Amnesty International has urged the Singapore government not to carry out the executions. "It is unconscionable that authorities in Singapore continue to cruelly pursue more executions in the name of drug control," read an excerpt from the statement issued by the organisation.

"There is no evidence that the death penalty has a unique deterrent effect or that it has any impact on the use and availability of drugs."

"As countries around the world do away with the death penalty and embrace drug policy reform, Singapore's authorities are doing neither," it added.

If the authorities carry out the execution, Djamani would be the first woman since 2004 to have been hanged for a drug offence. Yen May Woen was the last woman executed in Singapore for drug trafficking, writes The Guardian.

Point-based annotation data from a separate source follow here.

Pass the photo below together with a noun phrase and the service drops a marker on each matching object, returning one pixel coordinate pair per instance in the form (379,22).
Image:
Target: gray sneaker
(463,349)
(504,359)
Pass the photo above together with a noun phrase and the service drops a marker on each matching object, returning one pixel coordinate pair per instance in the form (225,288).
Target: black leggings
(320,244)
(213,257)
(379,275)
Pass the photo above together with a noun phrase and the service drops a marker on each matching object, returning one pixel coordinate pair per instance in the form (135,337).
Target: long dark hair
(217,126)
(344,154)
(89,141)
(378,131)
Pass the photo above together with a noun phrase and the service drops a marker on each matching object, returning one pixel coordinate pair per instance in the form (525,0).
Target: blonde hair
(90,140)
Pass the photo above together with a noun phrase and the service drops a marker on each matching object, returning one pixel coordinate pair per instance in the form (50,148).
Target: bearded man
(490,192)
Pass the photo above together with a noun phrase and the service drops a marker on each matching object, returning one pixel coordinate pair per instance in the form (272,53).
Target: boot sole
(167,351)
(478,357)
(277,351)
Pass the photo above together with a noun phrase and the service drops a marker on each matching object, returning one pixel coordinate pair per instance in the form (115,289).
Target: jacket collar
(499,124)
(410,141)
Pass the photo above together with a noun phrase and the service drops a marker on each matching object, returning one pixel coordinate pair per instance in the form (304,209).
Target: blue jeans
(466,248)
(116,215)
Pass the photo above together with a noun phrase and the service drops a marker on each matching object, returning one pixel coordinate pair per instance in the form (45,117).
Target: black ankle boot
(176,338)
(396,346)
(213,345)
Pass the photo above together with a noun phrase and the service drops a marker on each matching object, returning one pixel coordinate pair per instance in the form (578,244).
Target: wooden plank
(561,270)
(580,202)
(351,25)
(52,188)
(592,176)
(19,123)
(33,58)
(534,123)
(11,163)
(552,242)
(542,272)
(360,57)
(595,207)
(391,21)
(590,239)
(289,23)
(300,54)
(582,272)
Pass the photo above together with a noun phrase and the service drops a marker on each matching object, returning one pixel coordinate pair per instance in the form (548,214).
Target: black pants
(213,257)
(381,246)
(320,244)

Human rights activists and organisations have been urging the government to relax its drug laws for years now, but the authorities believe that these stringent laws act as a deterrent for traffickers.

Last year, a 33-year-old Malaysian national with an intellectual disability was executed for smuggling drugs into the country more than ten years ago. The man, Nagaenthran Dharmalingam, was convicted of drug trafficking in 2010 after he was found in possession of 42.7 grams (1.5 oz) of heroin.

Dharmalingam, who was 21 years old at the time of his arrest, had said that he was forced into carrying the package and that he did not know what it contained.

He was originally scheduled to be hanged in November last year, but the execution was delayed since he still had the right to appeal. He was granted a last-minute appeal wherein his lawyer, Violet Netto, argued that Dharmalingam should not be executed because he is not capable of making informed decisions.

He said that Dharmalingam has an IQ of 69, a level recognised as an "intellectual disability." His lawyer also objected to disclosing his medical records. Netto instead urged the five-judge bench to allow an independent psychiatric review of Dharmalingam's condition. Chief Justice Sundaresh Menon rejected the lawyer's appeal, stating that it was "unreasonable."

Dharmalingam's case had attracted international attention, with human rights experts, the United Nations, the European Union, and civil society groups arguing against his execution. But that did not stop the authorities from carrying out the execution.

Singapore has some of the harshest drug laws. As many as 25 people have been executed in the city-state between 2016 and 2019 for drug-related offences.

The city-state had put a two-year hiatus on executions. However, a report by Human Rights Watch revealed that "Singapore authorities emerged from the COVID-19 pandemic and went on an execution spree, putting to death at least 11 people in 2022."

In the last few years, the government has come down heavily on activists, lawyers, and journalists who have been trying to create awareness around the issue in an attempt to force the government to rethink its harsh drug laws.

"Activists and lawyers faced systematic harassment and even arrest and imprisonment for speaking out against capital punishment and other issues," said Phil Robertson, deputy Asia director at Human Rights Watch.